I read a few bad reviews on him?
http://devilwater.deviantart.com/

Let me know.
thanks


----------



## falcon49xxxx (Aug 4, 2008)

No,and after reading all that I'd stay very far away!


----------



## rat salad (Oct 18, 2004)

I bought a Zombie Hamster and Sinister Scare Bear from him about 3 years ago. It took 6 months to get to me after I paid him. I was livid. He made it sound like I was going to get it right away. He kept sending me emails that it had been sent (obviously he lied). In the 5th month, I wrote Mezco an email regarding his unprofessionalism as an artist/businessman (he works for Mezco as a side job). Finally, he shipped my stuff. Yeah, 6 months....longest I had ever waited for a toy. I really thought he was going to rip me off.


----------



## Lloyd Collins (Sep 25, 2004)

There is always someone like that all the time. Back in the early 80,s, I had a problem with a well know person. After a while, I just said enough was enough, and turned him into the State Attorney Generals office, then got results!

At the time, his mother was helping him, and the written exchanges between them, was forwarded to me. I loved this one "Get his stuff to him ASAP, so we can get this jerk off our backs." I did get what I ordered for, and he sent a letter on his letterhead, that he would never except any money from me ever again.

So it might help to contact your Attorney General's Office, if you can't get results, othewise. I even was told from a magazine I could not get a refund, after being taken over by another company. My complaint to AG office, got me a refund check.


----------



## mcdougall (Oct 28, 2007)

Thanks for the heads up Lads...we all work too hard for our money to be ripped off by anyone !
Mcdee


----------



## razorwyre1 (Jan 28, 2004)

if you mailed your payment (as opposed to ppypal, etc.) then the postal inspector in charge of his zip code will be helpful as well. 

ive run into a few guys like this over the years: well-meaning, but highly irresponsible, and far more interested in playing with the next new thing than fulfilling their commitments, which they will continue to do until they are forced to deal with said commitment. they never mean to rip anyone off, and make the deal with the best of intentions. when payment arrives they say "well good, i'll deal with this just as soon as i finish 'fill in interesting thing'." the problem is that theyll get another interesting idea befre finishing that one, and it gets put ahead of the commitment on the list, and so on. pretty soon the guy feels bad about not dealing with his responsibility, so, because its a sore point, it gets pushed even further down the list! its a very self indulgent attitude, which the person excuses in themselves because they are an "artiste". 

the punchline is that because they are well meaning, they really dont get it that they are really being a rip-off artist! (also this attitude means that they are often broke, so they have a tough time issuing refunds.)

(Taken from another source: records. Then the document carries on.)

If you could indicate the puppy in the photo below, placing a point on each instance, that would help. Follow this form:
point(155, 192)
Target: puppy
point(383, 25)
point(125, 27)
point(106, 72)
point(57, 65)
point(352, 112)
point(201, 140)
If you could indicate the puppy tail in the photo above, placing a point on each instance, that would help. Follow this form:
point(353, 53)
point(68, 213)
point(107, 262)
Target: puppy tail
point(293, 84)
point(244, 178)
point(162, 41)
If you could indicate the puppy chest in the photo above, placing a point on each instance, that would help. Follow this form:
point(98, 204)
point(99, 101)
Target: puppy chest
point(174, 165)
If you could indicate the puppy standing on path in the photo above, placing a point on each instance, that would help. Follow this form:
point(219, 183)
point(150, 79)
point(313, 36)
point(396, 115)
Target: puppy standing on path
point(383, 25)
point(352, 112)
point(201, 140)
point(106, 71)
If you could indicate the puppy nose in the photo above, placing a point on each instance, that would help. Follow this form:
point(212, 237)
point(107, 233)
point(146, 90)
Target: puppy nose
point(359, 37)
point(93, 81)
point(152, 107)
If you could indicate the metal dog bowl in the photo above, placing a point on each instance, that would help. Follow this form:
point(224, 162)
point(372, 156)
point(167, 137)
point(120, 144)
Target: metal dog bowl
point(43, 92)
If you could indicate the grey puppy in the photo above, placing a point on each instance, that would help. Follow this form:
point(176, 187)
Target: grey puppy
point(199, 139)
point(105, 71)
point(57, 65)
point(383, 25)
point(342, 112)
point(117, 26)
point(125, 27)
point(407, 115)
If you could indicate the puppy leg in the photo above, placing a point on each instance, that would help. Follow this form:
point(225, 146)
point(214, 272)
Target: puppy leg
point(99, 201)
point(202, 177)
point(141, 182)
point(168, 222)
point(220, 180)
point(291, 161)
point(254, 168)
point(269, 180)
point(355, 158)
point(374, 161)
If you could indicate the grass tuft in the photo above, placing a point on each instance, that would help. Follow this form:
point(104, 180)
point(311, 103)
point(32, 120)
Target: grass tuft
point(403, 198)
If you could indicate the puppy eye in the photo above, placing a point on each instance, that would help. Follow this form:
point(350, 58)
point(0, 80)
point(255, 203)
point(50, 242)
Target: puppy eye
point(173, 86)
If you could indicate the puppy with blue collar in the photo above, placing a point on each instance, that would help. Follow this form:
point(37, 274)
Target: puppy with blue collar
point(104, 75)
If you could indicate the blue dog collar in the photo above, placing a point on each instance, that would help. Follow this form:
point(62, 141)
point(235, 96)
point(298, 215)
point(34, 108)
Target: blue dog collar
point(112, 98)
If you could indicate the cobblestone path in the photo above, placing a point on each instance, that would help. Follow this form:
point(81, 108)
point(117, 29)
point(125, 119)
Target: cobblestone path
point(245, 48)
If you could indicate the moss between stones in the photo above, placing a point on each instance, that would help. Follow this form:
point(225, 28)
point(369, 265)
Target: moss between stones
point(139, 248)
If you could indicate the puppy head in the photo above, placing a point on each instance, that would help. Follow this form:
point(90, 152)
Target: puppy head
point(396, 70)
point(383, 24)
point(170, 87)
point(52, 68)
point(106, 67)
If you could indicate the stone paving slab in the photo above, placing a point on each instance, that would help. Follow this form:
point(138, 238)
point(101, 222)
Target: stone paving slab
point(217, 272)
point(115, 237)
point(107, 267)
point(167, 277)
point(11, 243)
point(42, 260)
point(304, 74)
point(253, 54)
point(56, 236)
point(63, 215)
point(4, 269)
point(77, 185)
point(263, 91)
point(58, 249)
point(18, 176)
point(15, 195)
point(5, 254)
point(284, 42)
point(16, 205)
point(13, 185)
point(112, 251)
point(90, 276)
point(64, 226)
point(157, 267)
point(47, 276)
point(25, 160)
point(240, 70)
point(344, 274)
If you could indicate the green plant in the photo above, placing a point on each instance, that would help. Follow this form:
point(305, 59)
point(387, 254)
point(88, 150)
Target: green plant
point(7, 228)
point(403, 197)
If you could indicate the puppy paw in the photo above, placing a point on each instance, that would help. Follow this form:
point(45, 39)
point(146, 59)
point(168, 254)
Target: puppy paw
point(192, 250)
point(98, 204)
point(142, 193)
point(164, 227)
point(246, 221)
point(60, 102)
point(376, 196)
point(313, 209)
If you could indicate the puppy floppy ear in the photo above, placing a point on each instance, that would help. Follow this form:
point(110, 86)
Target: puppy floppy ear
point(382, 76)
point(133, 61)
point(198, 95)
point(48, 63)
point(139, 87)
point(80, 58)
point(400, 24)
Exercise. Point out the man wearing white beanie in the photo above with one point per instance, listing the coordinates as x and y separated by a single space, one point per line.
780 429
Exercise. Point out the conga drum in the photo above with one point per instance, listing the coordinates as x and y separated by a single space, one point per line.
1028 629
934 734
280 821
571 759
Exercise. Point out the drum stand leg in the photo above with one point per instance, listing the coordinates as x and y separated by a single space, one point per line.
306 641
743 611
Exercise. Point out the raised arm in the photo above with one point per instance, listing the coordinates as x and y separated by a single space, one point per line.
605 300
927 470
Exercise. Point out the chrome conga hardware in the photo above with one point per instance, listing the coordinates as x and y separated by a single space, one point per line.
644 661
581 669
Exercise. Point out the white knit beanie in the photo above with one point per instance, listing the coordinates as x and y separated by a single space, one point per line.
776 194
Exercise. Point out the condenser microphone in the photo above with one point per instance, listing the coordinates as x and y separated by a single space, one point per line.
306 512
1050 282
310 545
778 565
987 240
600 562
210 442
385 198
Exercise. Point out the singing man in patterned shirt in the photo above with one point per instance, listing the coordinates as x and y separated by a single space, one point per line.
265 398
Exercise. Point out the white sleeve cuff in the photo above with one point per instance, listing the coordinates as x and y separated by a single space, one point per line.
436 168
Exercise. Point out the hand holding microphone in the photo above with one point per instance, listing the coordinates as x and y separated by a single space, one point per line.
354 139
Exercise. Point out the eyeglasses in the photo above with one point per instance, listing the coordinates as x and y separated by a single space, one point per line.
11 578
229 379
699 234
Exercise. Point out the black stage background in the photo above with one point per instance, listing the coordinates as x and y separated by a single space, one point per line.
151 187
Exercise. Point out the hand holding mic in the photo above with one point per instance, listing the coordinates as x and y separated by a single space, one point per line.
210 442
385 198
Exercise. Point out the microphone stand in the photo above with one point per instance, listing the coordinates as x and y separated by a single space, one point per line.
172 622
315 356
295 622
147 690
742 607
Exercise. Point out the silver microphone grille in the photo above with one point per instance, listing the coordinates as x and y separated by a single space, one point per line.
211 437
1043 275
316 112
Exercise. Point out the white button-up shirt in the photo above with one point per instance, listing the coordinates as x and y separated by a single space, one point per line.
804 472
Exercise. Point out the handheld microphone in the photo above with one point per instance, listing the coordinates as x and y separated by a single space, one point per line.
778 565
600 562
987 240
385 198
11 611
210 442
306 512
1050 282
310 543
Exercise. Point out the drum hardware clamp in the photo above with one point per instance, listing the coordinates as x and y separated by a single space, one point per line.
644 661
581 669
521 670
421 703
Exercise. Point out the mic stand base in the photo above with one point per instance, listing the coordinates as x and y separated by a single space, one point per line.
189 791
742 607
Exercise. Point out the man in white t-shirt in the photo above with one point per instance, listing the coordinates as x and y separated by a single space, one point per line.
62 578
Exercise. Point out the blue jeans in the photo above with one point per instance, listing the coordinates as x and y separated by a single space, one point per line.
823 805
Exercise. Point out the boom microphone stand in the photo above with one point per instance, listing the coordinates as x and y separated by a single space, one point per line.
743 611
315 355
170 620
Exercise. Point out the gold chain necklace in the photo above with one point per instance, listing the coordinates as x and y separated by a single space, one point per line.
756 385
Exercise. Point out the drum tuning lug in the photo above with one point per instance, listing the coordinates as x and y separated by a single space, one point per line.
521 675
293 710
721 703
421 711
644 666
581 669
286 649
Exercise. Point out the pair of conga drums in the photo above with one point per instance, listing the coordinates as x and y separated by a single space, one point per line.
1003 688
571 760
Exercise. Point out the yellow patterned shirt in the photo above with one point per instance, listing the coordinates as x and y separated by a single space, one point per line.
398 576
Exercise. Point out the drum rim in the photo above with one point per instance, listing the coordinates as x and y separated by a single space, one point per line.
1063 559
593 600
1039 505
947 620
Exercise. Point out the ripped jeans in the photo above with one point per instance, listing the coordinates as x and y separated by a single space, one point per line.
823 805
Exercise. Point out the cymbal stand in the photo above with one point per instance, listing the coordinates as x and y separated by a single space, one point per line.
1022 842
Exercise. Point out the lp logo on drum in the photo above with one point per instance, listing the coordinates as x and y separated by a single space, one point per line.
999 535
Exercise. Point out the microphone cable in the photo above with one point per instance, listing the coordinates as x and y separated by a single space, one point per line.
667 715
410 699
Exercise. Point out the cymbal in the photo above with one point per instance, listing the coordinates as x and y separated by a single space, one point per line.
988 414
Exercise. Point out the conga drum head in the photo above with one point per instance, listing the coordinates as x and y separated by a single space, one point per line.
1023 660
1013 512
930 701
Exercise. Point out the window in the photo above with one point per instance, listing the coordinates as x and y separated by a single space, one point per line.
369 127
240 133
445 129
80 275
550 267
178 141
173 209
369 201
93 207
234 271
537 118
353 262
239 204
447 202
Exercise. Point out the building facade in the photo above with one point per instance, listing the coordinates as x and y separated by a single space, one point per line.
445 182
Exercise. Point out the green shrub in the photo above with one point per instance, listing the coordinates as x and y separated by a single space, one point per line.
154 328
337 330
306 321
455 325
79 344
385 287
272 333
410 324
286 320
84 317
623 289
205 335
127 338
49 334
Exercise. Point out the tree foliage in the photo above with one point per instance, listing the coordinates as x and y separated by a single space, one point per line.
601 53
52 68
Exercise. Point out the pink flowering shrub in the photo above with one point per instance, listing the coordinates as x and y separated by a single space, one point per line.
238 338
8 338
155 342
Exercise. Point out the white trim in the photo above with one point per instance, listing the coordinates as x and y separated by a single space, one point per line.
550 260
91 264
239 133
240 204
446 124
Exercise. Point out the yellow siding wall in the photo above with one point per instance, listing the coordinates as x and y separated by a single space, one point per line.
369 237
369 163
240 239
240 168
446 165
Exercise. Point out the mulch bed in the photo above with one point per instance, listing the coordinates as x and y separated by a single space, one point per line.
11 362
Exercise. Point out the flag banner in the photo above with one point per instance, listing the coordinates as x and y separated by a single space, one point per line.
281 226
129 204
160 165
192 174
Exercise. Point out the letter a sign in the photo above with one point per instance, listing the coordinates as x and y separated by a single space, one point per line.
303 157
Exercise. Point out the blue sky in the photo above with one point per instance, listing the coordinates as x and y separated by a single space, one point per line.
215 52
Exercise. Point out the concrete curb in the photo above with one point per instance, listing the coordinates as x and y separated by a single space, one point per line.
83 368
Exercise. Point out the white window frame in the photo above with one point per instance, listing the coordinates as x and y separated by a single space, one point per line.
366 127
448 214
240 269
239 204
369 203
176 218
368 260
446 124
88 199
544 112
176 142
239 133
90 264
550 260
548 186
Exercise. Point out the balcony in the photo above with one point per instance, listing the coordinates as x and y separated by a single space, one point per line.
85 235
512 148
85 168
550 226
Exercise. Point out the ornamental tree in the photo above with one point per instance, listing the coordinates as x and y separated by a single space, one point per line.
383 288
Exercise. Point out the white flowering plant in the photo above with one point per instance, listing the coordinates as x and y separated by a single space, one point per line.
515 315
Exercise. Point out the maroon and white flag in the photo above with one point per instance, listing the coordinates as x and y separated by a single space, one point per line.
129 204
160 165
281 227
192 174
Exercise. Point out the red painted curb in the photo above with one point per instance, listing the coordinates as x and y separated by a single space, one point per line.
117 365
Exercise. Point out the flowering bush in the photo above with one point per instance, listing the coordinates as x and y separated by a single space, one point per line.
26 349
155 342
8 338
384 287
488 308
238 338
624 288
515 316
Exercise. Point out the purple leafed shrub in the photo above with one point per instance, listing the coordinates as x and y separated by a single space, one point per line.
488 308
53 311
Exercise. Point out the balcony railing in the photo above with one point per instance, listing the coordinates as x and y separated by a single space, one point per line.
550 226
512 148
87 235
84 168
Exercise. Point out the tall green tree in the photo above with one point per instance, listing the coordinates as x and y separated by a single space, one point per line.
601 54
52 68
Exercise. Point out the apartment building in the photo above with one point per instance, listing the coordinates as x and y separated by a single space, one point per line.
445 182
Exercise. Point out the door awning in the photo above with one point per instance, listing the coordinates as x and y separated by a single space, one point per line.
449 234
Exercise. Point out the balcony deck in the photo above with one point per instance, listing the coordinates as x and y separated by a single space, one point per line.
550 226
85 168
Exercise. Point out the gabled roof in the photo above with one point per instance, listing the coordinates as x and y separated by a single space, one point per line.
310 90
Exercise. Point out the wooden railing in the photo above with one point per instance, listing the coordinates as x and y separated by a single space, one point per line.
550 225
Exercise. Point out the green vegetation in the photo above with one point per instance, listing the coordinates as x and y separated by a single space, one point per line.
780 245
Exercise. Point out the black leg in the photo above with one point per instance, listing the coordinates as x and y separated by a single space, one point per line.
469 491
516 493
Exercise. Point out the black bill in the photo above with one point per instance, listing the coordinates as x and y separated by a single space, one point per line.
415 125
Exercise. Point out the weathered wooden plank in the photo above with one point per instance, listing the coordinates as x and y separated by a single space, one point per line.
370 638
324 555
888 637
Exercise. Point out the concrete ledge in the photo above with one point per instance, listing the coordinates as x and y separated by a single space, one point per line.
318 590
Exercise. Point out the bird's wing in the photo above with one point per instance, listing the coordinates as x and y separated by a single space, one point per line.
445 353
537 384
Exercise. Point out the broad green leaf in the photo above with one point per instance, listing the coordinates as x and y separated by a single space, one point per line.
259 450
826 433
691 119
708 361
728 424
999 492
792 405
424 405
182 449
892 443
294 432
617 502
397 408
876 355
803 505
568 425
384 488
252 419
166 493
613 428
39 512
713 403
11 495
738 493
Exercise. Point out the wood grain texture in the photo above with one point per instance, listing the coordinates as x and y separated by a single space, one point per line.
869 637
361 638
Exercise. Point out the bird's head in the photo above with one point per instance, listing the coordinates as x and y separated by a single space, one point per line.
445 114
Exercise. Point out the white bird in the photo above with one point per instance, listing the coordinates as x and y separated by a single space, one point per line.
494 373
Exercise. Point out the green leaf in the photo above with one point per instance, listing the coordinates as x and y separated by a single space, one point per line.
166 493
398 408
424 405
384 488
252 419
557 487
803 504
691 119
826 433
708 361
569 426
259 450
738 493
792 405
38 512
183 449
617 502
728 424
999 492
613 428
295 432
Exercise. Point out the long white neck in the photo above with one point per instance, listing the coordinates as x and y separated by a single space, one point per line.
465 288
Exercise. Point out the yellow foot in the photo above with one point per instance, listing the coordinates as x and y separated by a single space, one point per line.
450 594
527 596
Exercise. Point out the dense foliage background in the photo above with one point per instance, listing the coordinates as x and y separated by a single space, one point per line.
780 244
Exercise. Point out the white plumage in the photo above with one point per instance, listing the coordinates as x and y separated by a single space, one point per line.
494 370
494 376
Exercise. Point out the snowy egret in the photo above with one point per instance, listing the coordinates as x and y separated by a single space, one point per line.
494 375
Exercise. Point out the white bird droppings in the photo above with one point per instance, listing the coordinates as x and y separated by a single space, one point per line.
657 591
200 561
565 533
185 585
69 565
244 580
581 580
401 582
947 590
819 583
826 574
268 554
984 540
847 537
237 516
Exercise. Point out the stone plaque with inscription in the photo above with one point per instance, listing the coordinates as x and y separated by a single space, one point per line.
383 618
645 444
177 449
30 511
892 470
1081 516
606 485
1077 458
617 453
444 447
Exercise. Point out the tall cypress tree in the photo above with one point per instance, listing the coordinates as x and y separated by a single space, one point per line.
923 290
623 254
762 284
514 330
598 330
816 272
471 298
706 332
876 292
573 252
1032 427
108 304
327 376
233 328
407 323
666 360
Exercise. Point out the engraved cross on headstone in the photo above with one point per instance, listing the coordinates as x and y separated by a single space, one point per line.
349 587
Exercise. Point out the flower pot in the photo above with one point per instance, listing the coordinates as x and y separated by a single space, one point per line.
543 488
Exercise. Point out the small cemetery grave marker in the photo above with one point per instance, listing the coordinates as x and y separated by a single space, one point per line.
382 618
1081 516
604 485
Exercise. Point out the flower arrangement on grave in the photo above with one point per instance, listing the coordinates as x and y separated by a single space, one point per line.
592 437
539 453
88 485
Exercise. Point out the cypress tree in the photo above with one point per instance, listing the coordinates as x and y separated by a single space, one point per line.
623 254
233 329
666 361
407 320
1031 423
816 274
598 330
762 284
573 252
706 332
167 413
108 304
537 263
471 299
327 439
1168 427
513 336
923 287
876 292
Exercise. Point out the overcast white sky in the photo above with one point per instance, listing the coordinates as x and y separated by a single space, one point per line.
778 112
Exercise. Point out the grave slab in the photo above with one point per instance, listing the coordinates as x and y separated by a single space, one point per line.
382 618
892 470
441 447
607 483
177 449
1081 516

im afraid that your going to have to push this one to the limit before you get satisfaction, because its the only way he'll do anything. 

one telling note: the person in question here had the fanciest, most decorative booth at wonderfest. why? it was more interesting working on that than filling orders.

edit: a trip to the clubhouse forum and taking a look at their dealer index might have saved you this trouble, if memory serves, he has a bad rating there, and has had for a long time.


----------



## kit-junkie (Apr 8, 2005)

Man that sucks... You give someone the benefit of the doubt and they take your money and run. It's too bad. He's very talented.


----------



## Lloyd Collins (Sep 25, 2004)

I had one mail order dealer, not send my order. No response to letters, so back to AG office. They had no luck, because he had a PO box. They turned the case to the local Postal Inspectors, no luck. The law stated that a phyicial address can not be given out, in you have a PO box. So I lost my money. It was only $20, but in 1980's dollars.


----------



## Scott Hasty (Jul 10, 2003)

Anyone who hadn't updated his website since 2006 has to be suspect...


----------